24 August 2009

The Soapbox (Respect Your Elders, Please)

I said when I began this blog that I wouldn't be putting up any heavy tirades. However, on my walk this morning something happened that made me want to put a rant out there. I'm preaching today, sorry :)

On my regular circuit through town, I pass by an elderly housing building. At the bus stop near this building sat a lady in a wheelchair. She obviously couldn't move, couldn't talk, and had the use of one hand to maneuver her wheelchair. She was wearing lipstick, was dressed very nicely for a summer day and had a pink headband in her hair. And, she was waiting to get on a bus, alone. As I walked by, I smiled and said hello. She couldn't say hello back but she did nod slightly. The thing that got me though was the look of surprise in her eyes. As if she was surprised that someone had even taken notice of her. When I turned away, I felt myself tear up a bit (I seem to cry easily these days) and I wondered why. Would that be me someday-trying to hold strongly onto life with no help? Why is it a surprise to someone when another person says hello? Had anyone other than the person who assisted her in preparing for the day spoken to her, prior to my few words?
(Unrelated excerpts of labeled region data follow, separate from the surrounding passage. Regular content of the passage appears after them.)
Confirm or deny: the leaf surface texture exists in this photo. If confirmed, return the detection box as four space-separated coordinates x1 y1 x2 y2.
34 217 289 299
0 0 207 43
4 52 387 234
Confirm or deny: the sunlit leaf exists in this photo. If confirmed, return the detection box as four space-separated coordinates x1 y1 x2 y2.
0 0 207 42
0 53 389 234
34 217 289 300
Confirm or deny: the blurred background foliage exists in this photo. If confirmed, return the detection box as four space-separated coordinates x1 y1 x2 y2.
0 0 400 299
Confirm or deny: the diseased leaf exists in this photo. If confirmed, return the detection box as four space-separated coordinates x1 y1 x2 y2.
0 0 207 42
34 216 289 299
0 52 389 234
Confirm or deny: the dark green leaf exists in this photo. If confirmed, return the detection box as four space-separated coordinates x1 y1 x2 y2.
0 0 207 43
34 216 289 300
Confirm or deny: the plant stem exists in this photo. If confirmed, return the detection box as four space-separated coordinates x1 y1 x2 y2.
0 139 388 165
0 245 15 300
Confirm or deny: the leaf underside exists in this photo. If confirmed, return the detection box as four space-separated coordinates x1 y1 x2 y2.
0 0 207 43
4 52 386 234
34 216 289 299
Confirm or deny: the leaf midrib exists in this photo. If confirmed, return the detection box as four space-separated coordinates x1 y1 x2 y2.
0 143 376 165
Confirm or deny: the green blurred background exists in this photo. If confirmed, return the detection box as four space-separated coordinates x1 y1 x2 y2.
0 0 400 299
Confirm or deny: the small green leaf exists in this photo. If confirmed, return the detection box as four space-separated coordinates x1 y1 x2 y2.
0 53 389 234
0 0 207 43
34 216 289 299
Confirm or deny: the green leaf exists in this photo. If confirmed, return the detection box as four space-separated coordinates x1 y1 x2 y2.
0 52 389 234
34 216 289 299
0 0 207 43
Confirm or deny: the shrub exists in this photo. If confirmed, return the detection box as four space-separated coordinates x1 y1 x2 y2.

Walking further I passed another elderly lady sitting on her porch. I waved to her and her face lit up when she waved back. Coming back from the walk another lady timidly stopped me to ask a question and we stood talking for 15 minutes. I remembered my grandfather, a quiet man as it was, becoming even more silent after my grandmother passed away. Did he feel so lost and empty without her that he was left with even less to say? I didn't talk to him enough (being young and stupid) and that is my only regret in my life. My hope is that we all treated him with the respect he deserved before he passed on.

I've always thought that we treat our elderly in this country with such little respect. They're a bother, they're grumpy, tired and sick. I'm ashamed to say I've said those things. But they're also people who were once young, beautiful, fun, happy, hopeful, wide-eyed and able to run and jump. They have memories and regrets and surely wish often that they could be that young person again. They're oftentimes lonely and just need to talk a little to feel better, to validate that what they have to say may still carry some weight.

So, smile and say hello. You may get a frown back but you may also find yourself listening to a story about a life you would never have known without that simple "hello". By the way, the couple in the photo above are Walter & Isabella (Robertson) Walmsley.


  1. That's so weird you should blog about this - I feel exactly the same way. We so take the elderly for granted & before too long that will be us. So many people pass by without a hello. Clyde & I are always saying this. People never pick up their heads anymore. Always looking down. I love talking to older people - they have so many interesting experiences & life journeys to talk about. If only people would stop & say hello. Sometimes all it takes is a smile - too few & far between in this cynical world that we live in. People need to open up their hearts & minds to the history of the elderly before it's too late.